Microscope pictures from sample 4 (2ml emulsion, centrifuge for 20min at 30x g). Left: A fluorescent object. Right: The same object under white light.
Strange structures. Left: Aggregates in the oil-lipid emulsion. Right: Air-water interface and an unexpected 'bubbly' structure in the aqueous region.

• Having followed our normal and modified protocol strictly, we finally saw results of GFP enclosed around a circular barrier. We are not entirely convinced that these are vesicles as not many of these "vesicles" have been found, although we could attribute it to perhaps fundamental flaws in our protocol. In addition, we got word from Oscar, our resident vesicle specialist at Imperial College, that vesicles and miniature air bubbles are very hard to discern even with years of expertise, and the only true way of determining vesicle formation is to use fluorescent-tagged phospholipids.

• Another thing that was noted was also the indiscriminate clumping of GFP that was observed. Previously we have used 10X GFP standard stock solution as we could not visualize it under the fluorescence microscope. However, GFP, in excess concentration compared to phospholipid amounts, are thought to aggregate together instead of forming vesicular monolayers in our emulsion (and disrupt vesicle formation). This is strongly suggested to be the primary reason for the massive amounts of fluorescence observed under the microscope that contribute to fluorescent noise. Alternatively it has been suggested that it would be better if we reduce this concentration, focussing instead on observing lower amounts of fluorescence, but making sure that whatever is observed is clearly indicative of GFP fluorescing within vesicles, which is the function of what a marker is supposed to achieve.
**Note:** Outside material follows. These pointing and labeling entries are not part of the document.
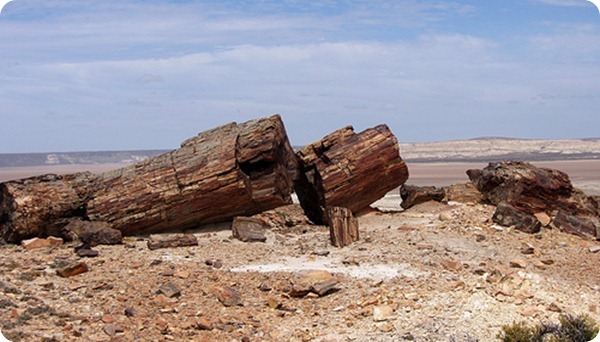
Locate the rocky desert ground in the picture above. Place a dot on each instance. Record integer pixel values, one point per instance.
(434, 272)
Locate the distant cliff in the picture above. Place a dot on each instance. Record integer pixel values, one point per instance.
(498, 149)
(66, 158)
(475, 150)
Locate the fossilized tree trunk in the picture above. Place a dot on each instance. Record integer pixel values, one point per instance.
(236, 169)
(41, 205)
(232, 170)
(349, 170)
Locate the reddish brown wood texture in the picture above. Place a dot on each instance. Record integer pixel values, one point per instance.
(39, 206)
(232, 170)
(350, 170)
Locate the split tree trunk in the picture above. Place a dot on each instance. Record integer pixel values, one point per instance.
(232, 170)
(40, 206)
(349, 170)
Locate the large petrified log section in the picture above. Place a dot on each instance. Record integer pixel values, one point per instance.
(40, 206)
(531, 190)
(232, 170)
(349, 170)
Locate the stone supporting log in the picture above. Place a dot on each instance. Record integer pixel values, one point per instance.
(343, 226)
(349, 170)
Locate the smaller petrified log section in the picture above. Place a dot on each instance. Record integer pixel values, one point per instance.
(349, 170)
(172, 240)
(236, 169)
(343, 226)
(39, 206)
(533, 190)
(413, 195)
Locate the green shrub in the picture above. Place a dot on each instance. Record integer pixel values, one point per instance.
(580, 328)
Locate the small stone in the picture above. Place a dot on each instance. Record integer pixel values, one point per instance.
(130, 312)
(554, 308)
(72, 269)
(86, 252)
(228, 296)
(170, 290)
(249, 229)
(594, 249)
(203, 323)
(264, 287)
(527, 249)
(544, 218)
(273, 303)
(41, 243)
(517, 263)
(382, 313)
(451, 265)
(110, 330)
(445, 216)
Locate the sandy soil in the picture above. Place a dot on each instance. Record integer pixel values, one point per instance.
(437, 272)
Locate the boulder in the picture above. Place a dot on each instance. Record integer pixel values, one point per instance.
(530, 190)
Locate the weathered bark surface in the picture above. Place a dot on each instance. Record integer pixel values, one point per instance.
(39, 206)
(236, 169)
(413, 195)
(343, 226)
(533, 190)
(171, 241)
(349, 170)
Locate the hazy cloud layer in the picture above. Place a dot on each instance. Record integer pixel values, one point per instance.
(95, 75)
• POPC, dodecane and Span 80 has arrived from sigma, which we will start preparation tomorrow.

20th August '07

• So far, there has been no conclusive evidence of GFP solution that is encapsulated within vesicles. To date, our best result is given as green fluorescence around the border of a ~10 μm vesicle (we don't know why), and strong fluorescence that is observed in miniature circles of < 1μm diameter, but no conclusive argument that those are vesicles.

• We are admist modifiying the protocol, especially at the magnetic stirring, interface formation, and centrifugation stages. This is because we found conclusive results of monolayer vesicle formation containing GFP diluted solution at the emulsion phase, but no vesicles that contain GFP at the latter phase.

• Problems encountered:
  • Dessicator not working properly. We discovered it only a couple of days into this phase of the experiment (and rectified the problem), but as it affected the preliminary preparation of our vesicles, we did not yield good results with those samples.
  • We diluted GFP to 200X, then 100X, before realizing that we could not visualize both dilutions of GFP (faint fluorescence for 100X) on the fluorescence microscope. Since then, we dilute GFP standard solution to 10X, which gives us a clear signal.
  • We also did not know the light microscope will bleach GFP. Slides last at most 10 minutes under light microscopy.

• Solutions proposed:
  • Use of POPC and dodecane instead that is common across literature.
  • Use of aluminium foil to avoid GFP bleaching.
  • Experimentation on the protocol itself to suit our reagents and specifications.